First, remember that we are looking at the _median_ number installations of packages over the _whole_ time period.
So, even if a package was slow to get going with a few days of only having a single user,
it shows up here.
Similarly, however, if a package had one or multiple periods of intense use but is more erratic in its overall usage pattern,
this will not be reflected here.
Second, we are looking at the _number of installations_,
so the daily report of who has this package installed on their system.
The most-installed package here is `socklog-void`, which makes sense as the main suggested package in the [documentation](https://docs.voidlinux.org/config/services/logging.html).
The high prevalence of `xmirror` is a little more surprising to me,
though it is, once again, the [suggested method](https://docs.voidlinux.org/xbps/repositories/mirrors/changing.html?highlight=xmirror#xmirror) of changing your installation's repository mirrors.
`zip` being ahead of both `base-system` and `base-devel` is somewhat amusing to me,
as is the latter also being ahead of the former.

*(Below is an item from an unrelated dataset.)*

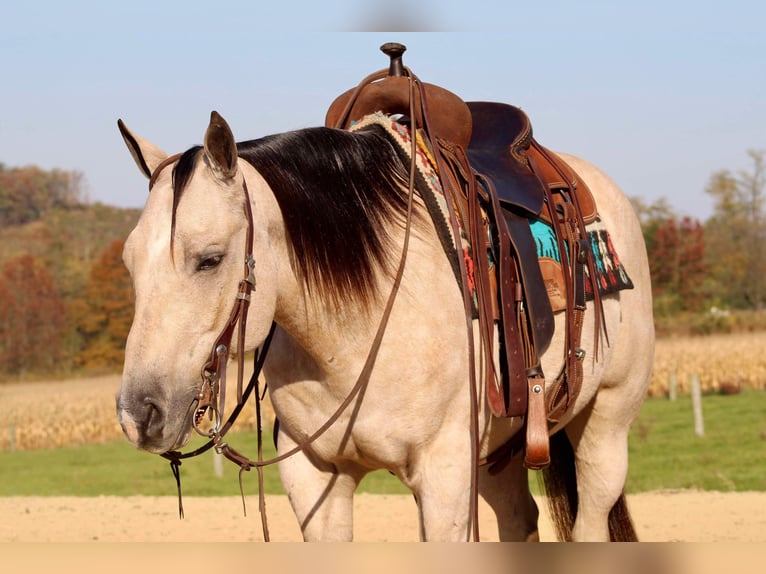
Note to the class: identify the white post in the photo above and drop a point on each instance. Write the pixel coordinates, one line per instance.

But overall I think this distribution of packages makes sense, as they all describe long-lived utility programs which _any_ user of a distro may find useful (as opposed to more focused programs such as design software like `gimp` or text editors like `neovim`).
With one curious exception:
`neofetch` is on the 5th spot of packages,
which is a giant surprise to me.
Personally, I don't use a `fetch`-like program,
as I think it just adds clutter to the terminal.

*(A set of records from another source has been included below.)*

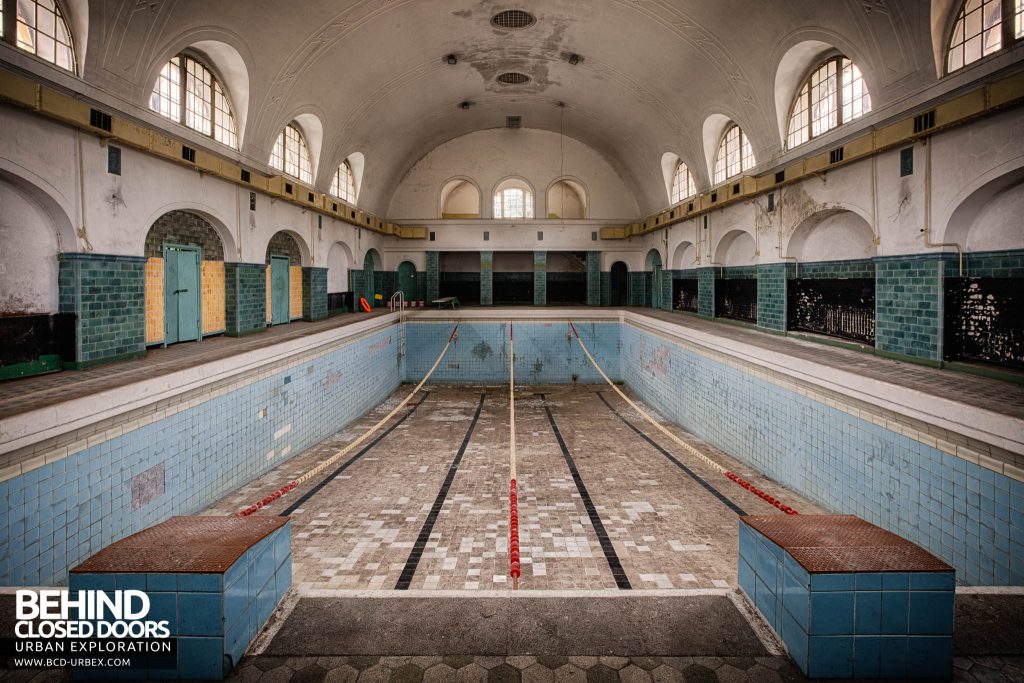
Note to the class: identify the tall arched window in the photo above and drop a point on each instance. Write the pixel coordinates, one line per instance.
(291, 155)
(734, 155)
(343, 184)
(835, 93)
(980, 31)
(682, 184)
(186, 81)
(513, 199)
(41, 29)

But I am truly surprised at the amount of people having it installed.
I suppose it makes sense in the way of installing it once,
for a show-case or to check your system at a glance,
but then not uninstalling it since it is just so unobtrusive.
Nevertheless, this surprises me greatly.
## Conclusion
This was a fun first excursion into the package statistics of Void Linux.

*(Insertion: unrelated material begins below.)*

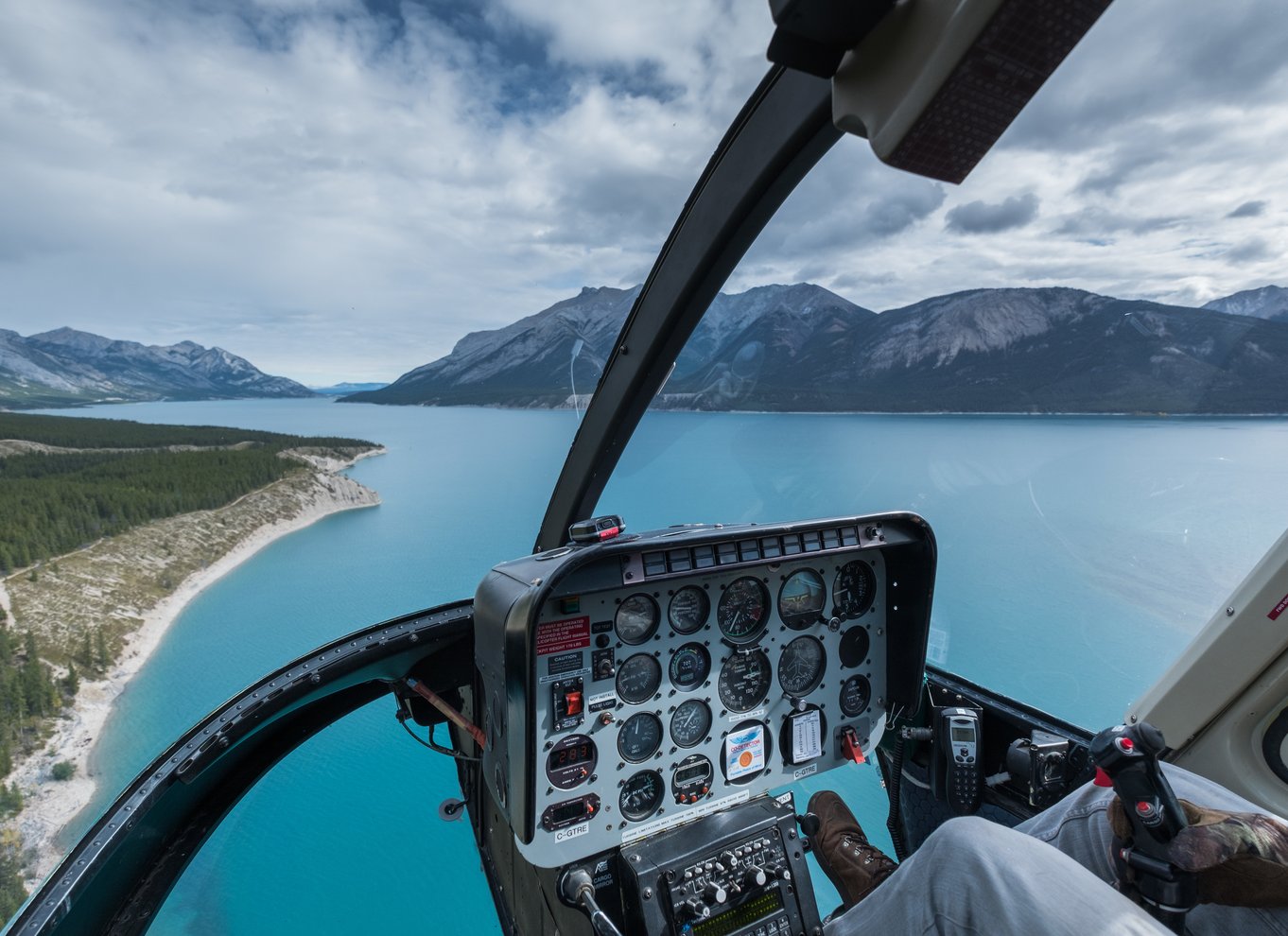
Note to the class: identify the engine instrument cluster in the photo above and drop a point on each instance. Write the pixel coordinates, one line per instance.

As I said on the outset, I hope to have a more detailed article out at some point which looks at some of the changes over time a little more visually,
but this was a lot of fun.
And I think it also really shows the power ---
and the limitations ---
of `nushell`.
I could quickly switch between a multitude of data sources,
and my data cleaning and transformation tools remained the same.
The mental model behind operations is also much more akin to more data-oriented workflows and tools like `Python Pandas`, or `SQL` or even `R`,
which I think is a boon when first introducing the idea of using the shell to more data-oriented folks.
However, I also stumbled onto the edges of what is possible with the shell on my machine.
There may be approaches that make use of data streaming which I haven't discovered,
but running transformations on the giant data for packages nearly brought my machine to its knees,
and would still be much better accomplished with `Python Polars` for me currently.
In conclusion, use `nushell` for the right purposes:
the quick turn-around of exploring medium-sized datasets,
or taking a first look into parts of large datasets,
while always staying flexible and having the full power of an interactive shell at your fingertips.
Once you wrap your head around the more functional approach to how data streams through your pipelines (and I'm still in the process of doing so),
it just becomes plain _fun_ to explore all manner of datasets.